Что же до гармонии, то ее нетрудно отыскать в добродушии, кото­рым дышит семья Органа и лучатся все эти не слишком, казалось бы, приметные мелочи, в тяготении спектакля к уравновешенности. И, ко­нечно, эта гармония торжествовала в поистине роскошных костюмах, которые заставили нас вспомнить незабываемого "Сида". На теплом коричневом фоне деревянных панелей вспыхивают и мерцают, ведут свой диалог цвета костюмов: вишневого у Клеанта, лилового у Органа, фиолетового у госпожи Пернель, розового у Марианны, зеленого у До­рины, желтого у Дамиса, серого у Валера и белого у Эльмиры...

Кроме того, нашелся персонаж, которому, как нам представляется, было доверено во всей полноте и ясности, в незамутненной характерны­ми деталями чистоте донести до зрителя поэтический идеал этого мира.

Женевьев Казиль, которую мы видели в ролях молодых героинь (она была Юнией в "Британнике", Сильвией в "Игре любви и случая", Электрой в пьесе Жироду), отдала Эльмире нечто большее, чем моло­дость, красоту, сценическое обаяние. Ее героини как будто не коснулись волнения, мало-помалу завладевшие домом Органа. Эльмира в спектак­ле Шарона была выше обыденности, ее внутренний мир не терял цело­мудрия и замкнутости даже тогда, когда она снисходила до Тартюфа, — а она именно снисходила до него. В героине Женевьев Казиль оживала кристально чистая традиция исполнения женских ролей такого плана на сцене "Комеди Франсез", складывавшаяся веками. То было на любой другой сцене немыслимое совершенство исполнительской манеры ак­трис, отшлифованной поколениями стиля "дома Мольера". И станови­лось понятно, почему Тартюф так ожесточенно домогался этой Эльми­ры — завоюй ее, и вселенная у твоих ног! — почему рядом с белоснеж­ной Эльмирой черным вороном ходил кругами такой Тартюф, каким его показал нам Робер Ирш.

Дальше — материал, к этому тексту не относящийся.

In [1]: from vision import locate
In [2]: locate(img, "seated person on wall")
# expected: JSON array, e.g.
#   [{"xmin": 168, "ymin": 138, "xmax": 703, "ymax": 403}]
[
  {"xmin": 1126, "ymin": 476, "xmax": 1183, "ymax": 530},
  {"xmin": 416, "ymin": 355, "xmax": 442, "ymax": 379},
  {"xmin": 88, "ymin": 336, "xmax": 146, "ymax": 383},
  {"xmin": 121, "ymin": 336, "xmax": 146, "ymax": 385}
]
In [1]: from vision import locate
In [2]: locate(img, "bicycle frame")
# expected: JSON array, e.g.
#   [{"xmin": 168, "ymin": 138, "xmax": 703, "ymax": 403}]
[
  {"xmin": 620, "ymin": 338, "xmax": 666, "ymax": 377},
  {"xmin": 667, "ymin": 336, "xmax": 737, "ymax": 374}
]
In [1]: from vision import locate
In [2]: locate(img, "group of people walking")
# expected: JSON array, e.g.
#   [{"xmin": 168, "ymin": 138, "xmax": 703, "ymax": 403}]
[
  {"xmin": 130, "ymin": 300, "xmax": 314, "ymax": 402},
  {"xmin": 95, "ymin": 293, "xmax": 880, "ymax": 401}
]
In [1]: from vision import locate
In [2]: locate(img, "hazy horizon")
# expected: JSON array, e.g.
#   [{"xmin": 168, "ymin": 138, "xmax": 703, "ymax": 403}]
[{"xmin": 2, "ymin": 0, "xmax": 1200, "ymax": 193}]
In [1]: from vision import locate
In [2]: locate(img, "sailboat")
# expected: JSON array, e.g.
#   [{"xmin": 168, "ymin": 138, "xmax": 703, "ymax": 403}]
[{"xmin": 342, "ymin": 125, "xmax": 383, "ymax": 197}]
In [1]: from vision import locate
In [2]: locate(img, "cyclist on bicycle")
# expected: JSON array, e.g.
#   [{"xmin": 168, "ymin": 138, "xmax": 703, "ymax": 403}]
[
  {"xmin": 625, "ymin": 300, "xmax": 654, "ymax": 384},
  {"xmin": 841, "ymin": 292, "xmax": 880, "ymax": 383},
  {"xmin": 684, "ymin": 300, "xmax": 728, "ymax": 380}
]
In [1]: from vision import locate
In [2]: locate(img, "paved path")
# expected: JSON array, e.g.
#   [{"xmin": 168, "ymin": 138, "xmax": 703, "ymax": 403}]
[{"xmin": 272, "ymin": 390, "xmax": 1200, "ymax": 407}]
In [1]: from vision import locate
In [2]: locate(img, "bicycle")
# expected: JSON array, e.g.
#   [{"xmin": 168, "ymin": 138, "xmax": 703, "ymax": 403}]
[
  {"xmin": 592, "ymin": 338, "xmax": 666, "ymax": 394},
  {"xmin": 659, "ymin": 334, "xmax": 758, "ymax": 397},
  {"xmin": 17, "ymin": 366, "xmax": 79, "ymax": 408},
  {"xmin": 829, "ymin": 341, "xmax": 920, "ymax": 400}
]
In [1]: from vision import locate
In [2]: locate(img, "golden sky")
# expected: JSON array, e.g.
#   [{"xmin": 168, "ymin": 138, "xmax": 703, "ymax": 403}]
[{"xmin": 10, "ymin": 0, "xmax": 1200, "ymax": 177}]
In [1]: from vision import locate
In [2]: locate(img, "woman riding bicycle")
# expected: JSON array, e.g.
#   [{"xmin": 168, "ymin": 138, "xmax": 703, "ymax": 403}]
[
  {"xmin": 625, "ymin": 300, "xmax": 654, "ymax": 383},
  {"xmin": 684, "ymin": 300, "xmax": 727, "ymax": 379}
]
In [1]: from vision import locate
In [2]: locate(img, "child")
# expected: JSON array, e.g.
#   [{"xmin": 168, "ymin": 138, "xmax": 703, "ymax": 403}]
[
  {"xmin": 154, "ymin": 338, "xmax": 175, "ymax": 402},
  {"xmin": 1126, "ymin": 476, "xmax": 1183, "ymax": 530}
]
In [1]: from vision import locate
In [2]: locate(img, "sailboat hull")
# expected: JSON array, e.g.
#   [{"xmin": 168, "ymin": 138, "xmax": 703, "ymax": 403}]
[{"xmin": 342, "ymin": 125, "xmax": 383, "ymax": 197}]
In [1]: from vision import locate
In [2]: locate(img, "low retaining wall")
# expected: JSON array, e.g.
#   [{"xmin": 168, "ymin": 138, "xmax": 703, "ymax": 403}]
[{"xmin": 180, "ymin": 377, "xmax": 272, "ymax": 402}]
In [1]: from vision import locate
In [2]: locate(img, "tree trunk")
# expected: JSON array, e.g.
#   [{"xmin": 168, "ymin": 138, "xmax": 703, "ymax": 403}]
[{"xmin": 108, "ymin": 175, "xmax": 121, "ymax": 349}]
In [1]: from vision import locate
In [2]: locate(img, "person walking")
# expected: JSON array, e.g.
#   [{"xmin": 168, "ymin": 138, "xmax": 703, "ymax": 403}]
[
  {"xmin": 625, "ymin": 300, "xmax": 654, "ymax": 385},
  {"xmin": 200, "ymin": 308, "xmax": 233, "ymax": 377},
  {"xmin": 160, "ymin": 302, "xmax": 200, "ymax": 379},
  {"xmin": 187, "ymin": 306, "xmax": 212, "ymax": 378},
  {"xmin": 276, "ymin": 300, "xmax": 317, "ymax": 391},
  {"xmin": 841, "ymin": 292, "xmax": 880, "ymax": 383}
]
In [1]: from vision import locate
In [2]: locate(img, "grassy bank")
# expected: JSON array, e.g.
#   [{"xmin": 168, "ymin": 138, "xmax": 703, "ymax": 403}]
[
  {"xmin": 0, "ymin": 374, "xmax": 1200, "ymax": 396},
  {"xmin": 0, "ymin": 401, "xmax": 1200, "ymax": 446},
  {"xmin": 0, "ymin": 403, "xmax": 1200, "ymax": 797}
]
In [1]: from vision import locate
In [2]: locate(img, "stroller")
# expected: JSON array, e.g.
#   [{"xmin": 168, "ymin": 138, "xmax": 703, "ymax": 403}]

Мольер позаботился, чтобы зрители с нетерпением дожидались по­явления Тартюфа — он выпускает его на сцену только в третьем акте. Актер следует за драматургом — выход его героя ожидаем и все-таки неожидан, как выпад фехтовальщика. Ирш врывается в спектакль. Клас­сическую фразу, обращенную к слуге, он произносит стоя в дверях, спиной к залу, а потом обрушивается на Дорину. Нет предела его гневу, нет меры его отвращению к плотским соблазнам. Он словно корчится в конвульсиях, заслонившись от негодницы требником, стремительно бросается вон. Но тут узнает, что с ним хочет говорить Эльмира...

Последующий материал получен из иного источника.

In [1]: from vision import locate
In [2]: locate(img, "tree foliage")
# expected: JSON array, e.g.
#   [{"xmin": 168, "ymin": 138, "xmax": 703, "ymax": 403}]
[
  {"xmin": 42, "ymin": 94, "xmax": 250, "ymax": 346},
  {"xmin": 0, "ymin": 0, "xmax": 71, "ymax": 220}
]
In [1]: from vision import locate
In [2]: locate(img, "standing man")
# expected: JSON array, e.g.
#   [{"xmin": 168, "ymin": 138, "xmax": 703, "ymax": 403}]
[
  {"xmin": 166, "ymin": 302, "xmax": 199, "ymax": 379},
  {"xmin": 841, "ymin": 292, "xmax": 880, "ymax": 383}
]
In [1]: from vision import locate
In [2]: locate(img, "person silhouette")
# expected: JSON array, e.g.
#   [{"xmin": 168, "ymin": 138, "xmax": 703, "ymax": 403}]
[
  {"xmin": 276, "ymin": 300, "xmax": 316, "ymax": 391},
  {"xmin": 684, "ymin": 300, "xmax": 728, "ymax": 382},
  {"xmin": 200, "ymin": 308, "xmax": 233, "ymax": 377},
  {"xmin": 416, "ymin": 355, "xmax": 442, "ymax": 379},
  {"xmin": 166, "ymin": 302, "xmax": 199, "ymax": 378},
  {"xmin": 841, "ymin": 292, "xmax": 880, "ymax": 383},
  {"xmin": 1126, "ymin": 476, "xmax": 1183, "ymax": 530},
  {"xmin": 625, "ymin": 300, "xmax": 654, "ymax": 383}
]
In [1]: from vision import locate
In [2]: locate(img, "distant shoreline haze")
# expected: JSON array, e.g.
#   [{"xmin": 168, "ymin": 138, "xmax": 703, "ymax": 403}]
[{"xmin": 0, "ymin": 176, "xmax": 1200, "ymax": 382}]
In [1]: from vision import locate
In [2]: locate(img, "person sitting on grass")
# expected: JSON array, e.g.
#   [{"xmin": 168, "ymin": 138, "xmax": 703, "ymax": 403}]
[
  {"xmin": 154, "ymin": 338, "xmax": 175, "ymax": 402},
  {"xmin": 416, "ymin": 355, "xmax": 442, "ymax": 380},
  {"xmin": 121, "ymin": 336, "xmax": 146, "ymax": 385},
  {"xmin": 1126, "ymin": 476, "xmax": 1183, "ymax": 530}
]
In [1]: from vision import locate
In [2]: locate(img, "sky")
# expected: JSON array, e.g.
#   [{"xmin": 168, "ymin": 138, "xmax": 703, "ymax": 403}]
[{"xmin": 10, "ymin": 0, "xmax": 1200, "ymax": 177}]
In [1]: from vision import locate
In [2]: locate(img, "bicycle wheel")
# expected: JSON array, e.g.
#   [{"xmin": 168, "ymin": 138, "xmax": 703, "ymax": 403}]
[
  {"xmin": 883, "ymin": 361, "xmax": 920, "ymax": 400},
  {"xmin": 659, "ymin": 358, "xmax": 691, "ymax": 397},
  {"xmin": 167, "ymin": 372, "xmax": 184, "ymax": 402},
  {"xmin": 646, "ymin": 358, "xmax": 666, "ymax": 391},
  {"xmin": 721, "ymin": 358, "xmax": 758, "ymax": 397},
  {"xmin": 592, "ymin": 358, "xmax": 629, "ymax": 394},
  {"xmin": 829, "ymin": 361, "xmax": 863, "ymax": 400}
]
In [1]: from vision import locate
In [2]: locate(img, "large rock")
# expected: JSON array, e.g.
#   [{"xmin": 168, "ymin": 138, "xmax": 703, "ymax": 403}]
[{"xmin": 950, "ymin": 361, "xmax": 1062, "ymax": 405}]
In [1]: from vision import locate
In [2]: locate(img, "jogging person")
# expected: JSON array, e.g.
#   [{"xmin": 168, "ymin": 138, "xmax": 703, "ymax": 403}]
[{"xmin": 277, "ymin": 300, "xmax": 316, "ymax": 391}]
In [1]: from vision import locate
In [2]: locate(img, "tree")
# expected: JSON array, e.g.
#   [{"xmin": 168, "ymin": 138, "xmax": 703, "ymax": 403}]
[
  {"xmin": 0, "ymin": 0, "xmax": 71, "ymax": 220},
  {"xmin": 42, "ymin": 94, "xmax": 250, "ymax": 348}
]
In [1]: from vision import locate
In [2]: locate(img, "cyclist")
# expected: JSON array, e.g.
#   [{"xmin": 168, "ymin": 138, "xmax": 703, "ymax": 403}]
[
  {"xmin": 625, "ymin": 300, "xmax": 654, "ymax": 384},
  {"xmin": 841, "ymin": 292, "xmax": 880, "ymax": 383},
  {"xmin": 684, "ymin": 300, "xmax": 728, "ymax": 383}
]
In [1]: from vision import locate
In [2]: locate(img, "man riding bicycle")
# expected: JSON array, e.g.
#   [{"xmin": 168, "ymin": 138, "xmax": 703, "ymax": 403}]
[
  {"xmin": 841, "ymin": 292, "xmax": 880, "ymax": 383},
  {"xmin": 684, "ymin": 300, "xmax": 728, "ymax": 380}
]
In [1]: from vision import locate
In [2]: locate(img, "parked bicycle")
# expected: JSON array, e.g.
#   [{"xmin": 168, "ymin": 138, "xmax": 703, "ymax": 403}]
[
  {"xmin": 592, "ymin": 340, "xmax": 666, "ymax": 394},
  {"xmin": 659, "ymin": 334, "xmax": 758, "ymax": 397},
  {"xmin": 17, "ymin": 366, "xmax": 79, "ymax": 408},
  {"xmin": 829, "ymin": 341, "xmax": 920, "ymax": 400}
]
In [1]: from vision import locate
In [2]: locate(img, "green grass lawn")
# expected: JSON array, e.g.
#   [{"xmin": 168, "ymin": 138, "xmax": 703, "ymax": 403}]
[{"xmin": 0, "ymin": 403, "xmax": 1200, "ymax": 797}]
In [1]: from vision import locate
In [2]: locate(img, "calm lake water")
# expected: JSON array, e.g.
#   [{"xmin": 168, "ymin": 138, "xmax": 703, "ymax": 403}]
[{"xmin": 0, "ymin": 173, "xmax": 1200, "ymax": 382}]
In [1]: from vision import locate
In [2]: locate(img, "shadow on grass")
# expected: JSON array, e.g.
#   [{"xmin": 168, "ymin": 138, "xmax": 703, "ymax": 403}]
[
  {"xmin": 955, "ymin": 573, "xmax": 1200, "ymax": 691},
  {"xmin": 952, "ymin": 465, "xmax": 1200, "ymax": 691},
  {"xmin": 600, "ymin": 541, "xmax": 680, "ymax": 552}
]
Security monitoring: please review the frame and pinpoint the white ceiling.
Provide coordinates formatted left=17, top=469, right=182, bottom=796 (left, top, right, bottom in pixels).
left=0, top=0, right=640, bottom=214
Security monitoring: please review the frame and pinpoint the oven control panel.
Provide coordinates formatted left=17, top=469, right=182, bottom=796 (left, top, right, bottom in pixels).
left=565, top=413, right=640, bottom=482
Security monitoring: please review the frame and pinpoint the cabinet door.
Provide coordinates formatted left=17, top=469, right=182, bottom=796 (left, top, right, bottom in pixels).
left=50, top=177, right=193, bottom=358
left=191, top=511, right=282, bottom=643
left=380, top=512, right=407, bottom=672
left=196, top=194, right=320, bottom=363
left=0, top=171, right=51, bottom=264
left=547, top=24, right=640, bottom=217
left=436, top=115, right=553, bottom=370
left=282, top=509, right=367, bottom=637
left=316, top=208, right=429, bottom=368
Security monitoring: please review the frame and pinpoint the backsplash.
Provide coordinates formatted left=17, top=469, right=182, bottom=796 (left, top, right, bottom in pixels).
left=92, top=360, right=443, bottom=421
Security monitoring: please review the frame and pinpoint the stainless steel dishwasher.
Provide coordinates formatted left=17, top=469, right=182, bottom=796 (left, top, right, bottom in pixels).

Ирш строит образ Тартюфа, делая как бы один психологический срез характера за другим. За его героем зрители следят, что называется, затаив дыхание, и каждое действие его, всем давным-давно известное, воспринимается как неожиданность. Но "игра сделана" в первый мо­мент сценической жизни Тартюфа. Перед нами агрессор, "выпестован­ный" разбойным дном улицы, наглый плебей. Нам говорят об этом при­земистая фигура, грубое, землистое лицо, обрамленное черными, прямо падающими на щеки, волосами, и более всего стремительная властность жестов, решительность не скованных приличиями манер. Прохвост, втершийся в доверие, воровски проникший в мир, на который он идет приступом, не особенно таясь, предвкушает скорое торжество.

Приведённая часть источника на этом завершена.